Sphinx does have built-in unit/regression test modules (invoked with make test). This is an excellent resource when developing the original Sphinx code to verify that pre-existing functionality is still intact.

2. HTK

HTK’s baseline is much simpler than Sphinx. All provided code is ANSI C and the recognizer and training components are in the same package. The base code is all found in the HTKLib directory. This single folder contains all source and header files needed to compile the HTKLib standalone library. The HTKTools directory contains one-to-one source file to executable targets. Most of these files rely on functionality provided by HTKLib, thus keeping the components very decoupled. For the Language Modeling portion of the toolkit, the same style is used, having two directories: HLMLib and HLMTools. Generally, the source and header files are very well maintained, with appropriate formatting conventions and comments. All prototypes and structure definitions are located in appropriate header files. Many of HTK’s source files are 1400 lines or less, with the exception of a few of the more complex tools such as HHED (which is over 6000 lines).

Ease of Use, Available Documentation, and Community Support

1. Sphinx

Sphinx’s main reference materials are available in from the main web page. These include:

1.  Fully implemented tutorial processing the AN4 speech corpus.
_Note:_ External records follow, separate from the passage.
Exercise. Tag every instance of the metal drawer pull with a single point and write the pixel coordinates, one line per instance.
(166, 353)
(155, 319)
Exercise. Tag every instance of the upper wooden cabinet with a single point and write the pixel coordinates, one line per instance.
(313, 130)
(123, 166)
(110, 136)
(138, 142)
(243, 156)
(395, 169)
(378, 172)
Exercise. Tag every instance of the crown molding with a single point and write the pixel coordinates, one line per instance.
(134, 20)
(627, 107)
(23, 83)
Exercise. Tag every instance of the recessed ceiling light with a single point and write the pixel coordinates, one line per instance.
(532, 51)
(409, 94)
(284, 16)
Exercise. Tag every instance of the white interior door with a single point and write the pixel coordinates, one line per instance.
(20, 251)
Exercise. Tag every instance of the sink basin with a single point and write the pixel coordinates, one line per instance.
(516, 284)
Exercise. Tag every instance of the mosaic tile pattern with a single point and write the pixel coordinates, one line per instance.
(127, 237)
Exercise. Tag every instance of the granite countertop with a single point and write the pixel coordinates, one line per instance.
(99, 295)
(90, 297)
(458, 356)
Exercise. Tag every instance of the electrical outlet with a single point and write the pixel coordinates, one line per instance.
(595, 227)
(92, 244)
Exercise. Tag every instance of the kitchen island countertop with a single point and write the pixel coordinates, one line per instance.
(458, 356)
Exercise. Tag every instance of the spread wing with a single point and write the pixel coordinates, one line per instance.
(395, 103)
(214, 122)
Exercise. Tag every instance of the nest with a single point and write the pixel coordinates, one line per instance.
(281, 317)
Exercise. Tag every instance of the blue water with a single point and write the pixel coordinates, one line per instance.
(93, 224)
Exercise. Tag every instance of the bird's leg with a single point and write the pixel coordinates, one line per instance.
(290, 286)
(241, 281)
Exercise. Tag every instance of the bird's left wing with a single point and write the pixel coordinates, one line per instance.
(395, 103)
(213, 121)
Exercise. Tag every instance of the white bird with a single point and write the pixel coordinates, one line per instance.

This is an excellent resource to provide a quick way to verify all major components of Sphinx are running properly.

2.  Many different corpora that can be used to build systems. Also included are pre-built models that can be readily used with the recognizer.

3.  Sphinx “Manual”. This is a loose collection of background theory, Frequently Asked Questions, and decoding topics. Unfortunately, this section does not seem to be actively maintained and is generally not as extensive as HTK’s documentation.

The greatest asset to Sphinx is the presence of an easy to set up and run tutorial. After this is done, developers can then take a white-box approach to different steps to see what commands are needed.

Sphinx also has a Wiki-style portal interface and Doxygen/Javadoc documentations for developers.